The Honolulu-based company earned $5.2 million in the January-to-March period, a 70 percent reduction from $17.3 million in the same period last year.
Real estate and agriculture businesses produced enough operating profit for A&B to outweigh a $7.4 million operating loss for ocean transportation subsidiary Matson.
A&B's net profit equated to 12 cents per share of stock, which exceeded estimates from three Wall Street analysts who projected earnings per share between minus 1 cent and plus 3 cents. A&B had issued an outlook on March 18 advising of near break-even results.
Stan Kuriyama, A&B's president and chief executive officer, said the better-than-projected results were due to property sales and other improvements.
Matson's operating loss was principally due to fuel prices that rose faster than could be recouped through customer surcharges, the company said.
Another factor was startup losses for an expansion of Matson's China service and lower freight rates and volumes related to enlarged capacity in the China trade from Matson and other operators.
"Performance for (the China service) in the quarter fell short of our expectations," Matthew Cox, Matson's president, said in a conference call with stock analysts yesterday.
In Hawaii, Matson container shipments rose 8 percent, primarily due to a new agreement to receive cargo from a large international carrier, though the improving local economy also played a role, A&B said.
Automobile shipping in Hawaii fell 18 percent largely due to rental car fleet replacement timing.
Real estate largely drove A&B profit.

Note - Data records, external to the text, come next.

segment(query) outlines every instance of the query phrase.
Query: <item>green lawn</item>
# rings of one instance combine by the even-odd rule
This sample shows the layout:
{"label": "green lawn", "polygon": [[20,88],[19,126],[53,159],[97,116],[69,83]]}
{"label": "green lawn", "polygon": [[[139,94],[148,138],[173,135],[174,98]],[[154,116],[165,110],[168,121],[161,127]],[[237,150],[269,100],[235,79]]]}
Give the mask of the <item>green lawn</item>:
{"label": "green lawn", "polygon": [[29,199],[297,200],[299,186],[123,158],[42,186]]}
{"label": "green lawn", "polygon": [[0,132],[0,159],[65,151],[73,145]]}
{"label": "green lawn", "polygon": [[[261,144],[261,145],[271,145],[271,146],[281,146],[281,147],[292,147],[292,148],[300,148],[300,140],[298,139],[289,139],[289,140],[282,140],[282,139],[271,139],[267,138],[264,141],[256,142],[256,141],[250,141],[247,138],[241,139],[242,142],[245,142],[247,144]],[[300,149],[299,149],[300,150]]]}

Leasing activity in A&B's portfolio of investment properties including shopping centers, office buildings and warehouses generated a $10.6 million operating profit in the first quarter, up from $9.1 million a year earlier.

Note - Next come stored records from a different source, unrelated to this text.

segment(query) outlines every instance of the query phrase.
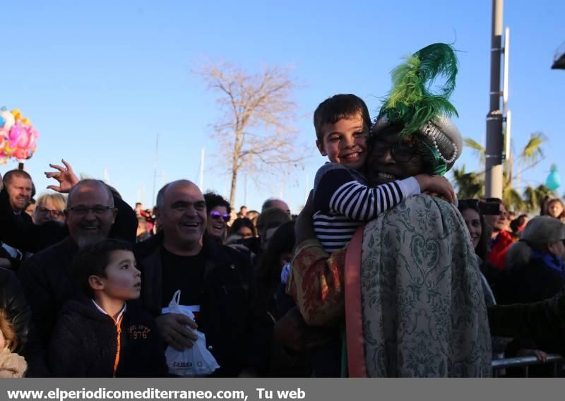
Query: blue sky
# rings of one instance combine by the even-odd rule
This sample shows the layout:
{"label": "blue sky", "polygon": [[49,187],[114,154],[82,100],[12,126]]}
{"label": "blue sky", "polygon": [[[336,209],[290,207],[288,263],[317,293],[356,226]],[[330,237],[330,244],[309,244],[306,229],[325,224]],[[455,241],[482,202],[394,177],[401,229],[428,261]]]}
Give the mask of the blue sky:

Operating profit from real estate sales was $12 million in the first quarter, down from $21.4 million a year earlier when there were higher-value sales.
A&B said it is close to starting a couple of big Hawaii development projects, including an initial 100-acre piece of the second phase of Maui Business Park, where construction is expected to begin by the end of June; and a 335-unit condominium tower in Kakaako, where sales efforts are slated to begin by the end of the year.
A&B bought the Kakaako site last year. The site is next to the Hawaiki and Ko‘olani luxury condominium towers. Units in A&B's planned condo will likely cost $600,000 to $800,000.
"This project is well positioned to benefit from an upward trend in demand for primary housing in urban Honolulu that we believe will gain momentum over the next 12 to 18 months," Norb Buelsing, president of A&B's real estate subsidiary, said.
In agriculture, A&B posted a $2.6 million operating profit in the first quarter, compared with a $1.1 million operating loss a year earlier.
Shares of A&B stock closed yesterday at $51.38 before the earnings report was released. The price was down $1.32 from Monday's close.